There is an old Russian adage that people who are destined for the firing squad need not fear drowning. 

In the end, only one thing will get us, and all the thousands of other perceived threats we worried about during our rich and varied lives will ultimately fail to triumph over us. All these wolves that give pursuit will pull up short. All but one. 

There is also a famous parable about a poor beggar covered in oozing sores, probably a leper, who grovels for scraps that fall from a rich man’s table. His name is Lazarus, and from his name comes the term “lazaretto” or “lazaret.” A lazaretto was a quarantine station for maritime travelers, an island or ship where people at the end of a long journey would be locked up in isolation for a period before rejoining the general population. The crumbling ruins of old lazarettos still stand on islands off the coasts of the many countries that had bustling ports during the Age of Exploration. 

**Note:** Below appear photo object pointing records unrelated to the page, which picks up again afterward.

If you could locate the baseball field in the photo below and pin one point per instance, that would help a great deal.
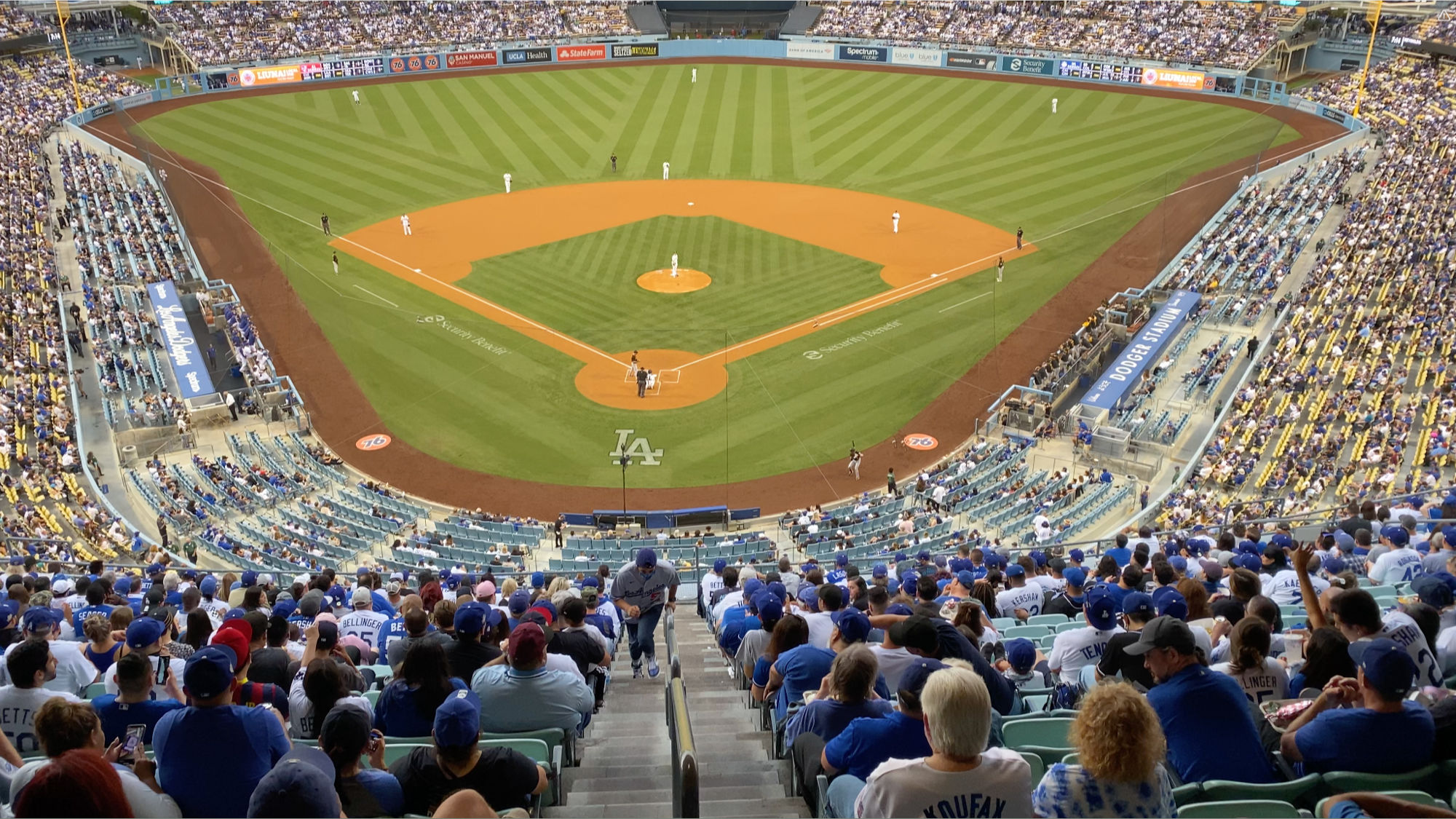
(499, 336)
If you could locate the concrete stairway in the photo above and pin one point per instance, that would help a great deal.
(627, 764)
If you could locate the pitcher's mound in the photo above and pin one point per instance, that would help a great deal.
(663, 282)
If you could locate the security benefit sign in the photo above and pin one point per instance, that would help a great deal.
(177, 336)
(1142, 352)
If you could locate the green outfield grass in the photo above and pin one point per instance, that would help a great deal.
(1075, 181)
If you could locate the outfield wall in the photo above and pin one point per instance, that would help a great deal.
(1128, 74)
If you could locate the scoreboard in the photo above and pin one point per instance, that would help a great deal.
(1107, 72)
(339, 69)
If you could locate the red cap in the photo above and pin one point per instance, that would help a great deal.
(528, 643)
(234, 638)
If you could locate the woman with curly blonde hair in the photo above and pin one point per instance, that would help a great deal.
(1120, 749)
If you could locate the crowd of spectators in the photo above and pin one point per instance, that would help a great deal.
(1352, 400)
(1212, 34)
(244, 33)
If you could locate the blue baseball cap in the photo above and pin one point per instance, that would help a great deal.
(854, 625)
(207, 672)
(1101, 608)
(1021, 653)
(921, 669)
(458, 719)
(41, 620)
(145, 631)
(1385, 665)
(1138, 602)
(471, 618)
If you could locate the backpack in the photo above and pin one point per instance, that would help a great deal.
(1067, 695)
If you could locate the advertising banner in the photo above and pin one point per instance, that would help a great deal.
(1173, 78)
(269, 76)
(810, 52)
(968, 60)
(414, 63)
(470, 59)
(915, 56)
(634, 50)
(1029, 66)
(177, 336)
(573, 53)
(1142, 352)
(518, 56)
(864, 53)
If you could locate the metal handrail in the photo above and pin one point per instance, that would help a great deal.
(685, 755)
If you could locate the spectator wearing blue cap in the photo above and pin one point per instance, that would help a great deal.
(1023, 659)
(1020, 599)
(867, 742)
(1075, 649)
(28, 666)
(456, 761)
(186, 740)
(1116, 662)
(1401, 563)
(1366, 723)
(644, 590)
(711, 582)
(1072, 598)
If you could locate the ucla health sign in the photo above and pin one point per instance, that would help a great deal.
(1142, 352)
(864, 53)
(177, 336)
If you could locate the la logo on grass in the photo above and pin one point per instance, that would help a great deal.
(640, 448)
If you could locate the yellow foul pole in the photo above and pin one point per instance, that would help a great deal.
(63, 17)
(1365, 72)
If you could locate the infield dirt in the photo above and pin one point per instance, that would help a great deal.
(231, 250)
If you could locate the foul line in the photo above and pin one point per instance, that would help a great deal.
(966, 302)
(378, 296)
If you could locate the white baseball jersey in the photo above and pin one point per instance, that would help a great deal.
(1398, 566)
(1401, 627)
(363, 624)
(1078, 647)
(1026, 598)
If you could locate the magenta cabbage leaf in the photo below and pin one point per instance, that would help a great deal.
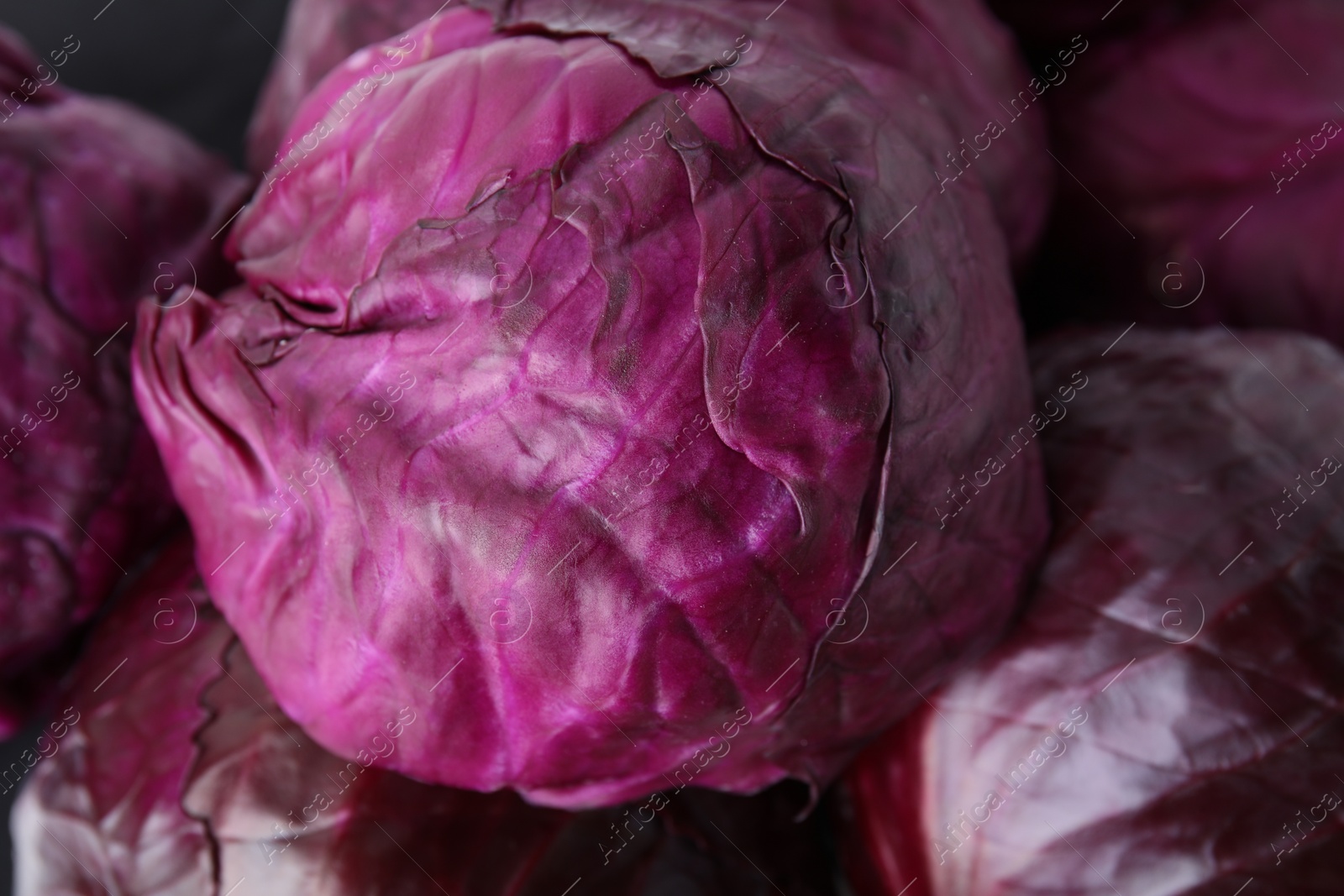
(921, 39)
(171, 770)
(318, 36)
(100, 206)
(608, 416)
(1167, 718)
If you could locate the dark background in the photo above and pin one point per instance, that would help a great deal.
(198, 63)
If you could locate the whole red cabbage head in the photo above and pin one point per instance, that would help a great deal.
(171, 770)
(1167, 718)
(100, 206)
(1209, 155)
(611, 416)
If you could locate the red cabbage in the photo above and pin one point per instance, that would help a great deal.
(171, 770)
(1167, 718)
(100, 206)
(586, 406)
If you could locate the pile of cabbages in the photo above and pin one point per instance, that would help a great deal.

These days, it feels as if our homes have all been transformed into little lazarettos, into tiny islands from which we can see society but not quite walk its busy streets. In fact, these columns are starting to feel like dispatches from a weary sailor; journal entries about a voyage spent eating salted cod and swilling grog while the neck of my cabled blue sweater becomes threadbare and my beard sends out thick black tendrils as if a sea creature in search of light or land.

I keep this in mind as I and my tiny crew make our way through each day; that this is an adventure we are on, and when we arrive at our destination, it won’t be long before we look back on this and yearn for more excitement, more voyages and lazarettos and times that defy normality. I’m sure it was the same for those old explorers of the past. I’m sure they spent their voyages and their quarantines longing to return home. And I’m sure when they returned home, they longed for the adventures from which they had returned. 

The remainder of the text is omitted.